OCD obsessions are intrusive thoughts or images that are distressing. “Obsessions” about pulling in trichotillomania are more likely to be associated with focused pulling, or purposeful pulling within the individual’s awareness. For instance, thoughts associated with urges like “this kinky hair needs to go” or “I will only pull one more” may precede pulling behaviors. These “obsessions” in trichotillomania would only relate to hair-pulling. If someone has “obsessions” about hair pulling AND another topic (e.g. germs), then it is possible that they meet diagnostic criteria for both trichotillomania and OCD. Studies have found approximately 6.5%-10.7% of individuals with trichotillomania to have a comorbid diagnosis of OCD.
An OCD compulsion is a repetitive mental act or behavior used in response to an obsession. For example, washing one’s hands extensively or repetitively (compulsion) in response to the fear of becoming ill (obsession). For these reasons, it is understandable why many people might get confused that repeated attempts to pull out one’s own hair is a “compulsion.” However, there are some noteworthy differences. With trichotillomania, there is an element of sensory self-soothing. Many people with trichotillomania report having an enjoyable feeling or feeling of relief during pulling (and often feelings of regret after pulling). In contrast, people with OCD are distressed by their obsessions and compulsions. Ultimately, it is important to understand the content of “obsessions” and the functions of pulling behaviors and other possible “compulsions” to differentiate between trichotillomania and OCD.

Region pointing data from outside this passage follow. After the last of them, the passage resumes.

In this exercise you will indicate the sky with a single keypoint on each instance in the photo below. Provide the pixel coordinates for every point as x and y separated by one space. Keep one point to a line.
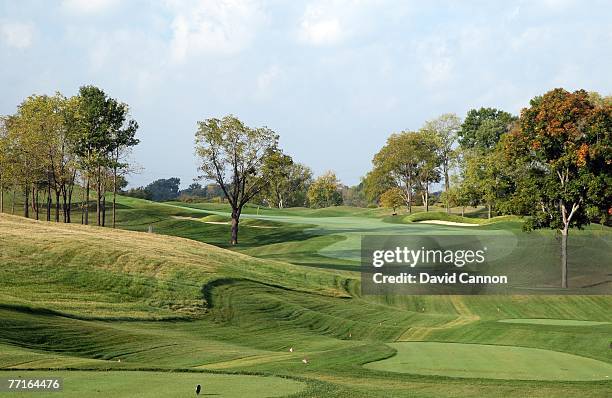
333 78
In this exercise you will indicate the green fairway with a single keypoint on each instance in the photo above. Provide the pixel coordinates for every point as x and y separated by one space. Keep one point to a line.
159 384
558 322
92 299
490 361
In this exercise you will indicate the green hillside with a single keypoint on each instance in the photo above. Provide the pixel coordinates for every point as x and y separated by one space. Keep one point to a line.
86 298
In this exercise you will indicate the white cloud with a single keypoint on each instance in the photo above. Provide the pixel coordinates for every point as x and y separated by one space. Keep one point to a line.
213 27
17 34
436 61
266 79
319 25
88 6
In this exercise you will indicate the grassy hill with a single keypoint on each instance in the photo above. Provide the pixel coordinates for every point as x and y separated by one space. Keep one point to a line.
86 298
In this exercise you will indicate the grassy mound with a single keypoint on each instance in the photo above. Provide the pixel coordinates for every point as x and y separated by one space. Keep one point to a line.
215 218
78 297
443 216
557 322
490 361
163 384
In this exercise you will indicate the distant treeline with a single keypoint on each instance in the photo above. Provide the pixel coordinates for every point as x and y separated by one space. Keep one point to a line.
169 189
55 146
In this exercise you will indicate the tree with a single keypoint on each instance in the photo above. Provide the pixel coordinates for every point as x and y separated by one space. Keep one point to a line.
94 141
427 154
395 165
445 129
486 179
28 132
164 189
123 137
4 159
325 191
233 154
354 196
565 146
482 128
288 181
392 198
276 168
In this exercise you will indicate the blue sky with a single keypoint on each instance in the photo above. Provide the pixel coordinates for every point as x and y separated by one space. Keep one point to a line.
333 78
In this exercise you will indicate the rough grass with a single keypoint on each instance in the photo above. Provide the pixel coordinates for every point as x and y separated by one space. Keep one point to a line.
166 303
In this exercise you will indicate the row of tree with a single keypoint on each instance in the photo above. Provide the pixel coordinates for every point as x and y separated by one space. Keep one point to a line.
54 144
553 163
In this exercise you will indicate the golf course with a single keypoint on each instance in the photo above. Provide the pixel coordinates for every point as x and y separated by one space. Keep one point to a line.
164 303
305 199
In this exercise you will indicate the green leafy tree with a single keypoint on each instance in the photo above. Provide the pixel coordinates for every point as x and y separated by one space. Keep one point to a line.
565 145
427 155
94 141
164 189
325 191
445 129
123 138
482 128
392 198
288 181
233 155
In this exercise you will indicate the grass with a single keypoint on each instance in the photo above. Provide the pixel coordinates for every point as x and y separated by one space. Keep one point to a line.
82 297
491 361
166 384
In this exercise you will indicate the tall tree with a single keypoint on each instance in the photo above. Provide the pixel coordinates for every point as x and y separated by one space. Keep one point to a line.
289 181
396 164
233 154
276 168
482 128
123 137
93 142
164 189
445 128
325 191
565 145
392 198
429 160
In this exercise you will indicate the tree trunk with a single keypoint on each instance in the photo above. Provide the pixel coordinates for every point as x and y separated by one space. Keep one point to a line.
86 209
26 202
98 197
69 209
446 187
49 202
35 202
114 196
64 205
564 233
103 210
13 203
57 206
235 221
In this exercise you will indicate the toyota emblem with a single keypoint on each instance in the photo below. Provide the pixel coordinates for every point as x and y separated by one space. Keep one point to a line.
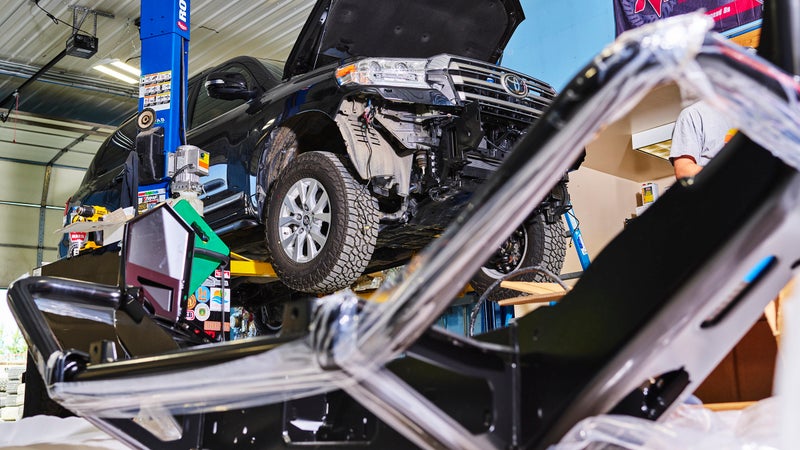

Researchers continue to explore features of trichotillomania in order to clarify some of the existing myths and misconceptions, and to find the best ways to treat trichotillomania and other BFRBs. There is a major multi-state study trying to do just that. If you’re interested in learning more or getting involved with the research initiative, check out the BPM Research Initiative http://bfrb.org/research-
Now that you know a little more of the truth about trichotillomania, you can help to spread the word and spread the knowledge. Let’s work together to reduce trichotillomania stigma. Look for our next post on more myths and misconceptions about trichotillomania, especially related to the reasons for pulling and treatment/recovery options. For more information about trichotillomania, check out the Trichotillomania Learning Center (TLC) Foundation for BFRBs http://bfrb.org/ .
American Psychiatric Association (2013). Diagnostic and Statistical Manual of Mental Disorders (5th Ed.; DSM-5). Washington, DC.
Grant, J. E., Stein, D. J., Woods, D. W., Keuthen, N. J. (2012). Trichotillomania, Skin Picking, and Other Body-Focused Repetitive Behaviors. Washington, DC, London, England: American Psychiatric Publishing Inc.
Mouton-Odum, S., Goldfinger Golomb, R. (2013). A Parent Guide to Hair Pulling Disorder: Effective Parenting Strategies for Children with Trichotillomania. Goldum Publishing.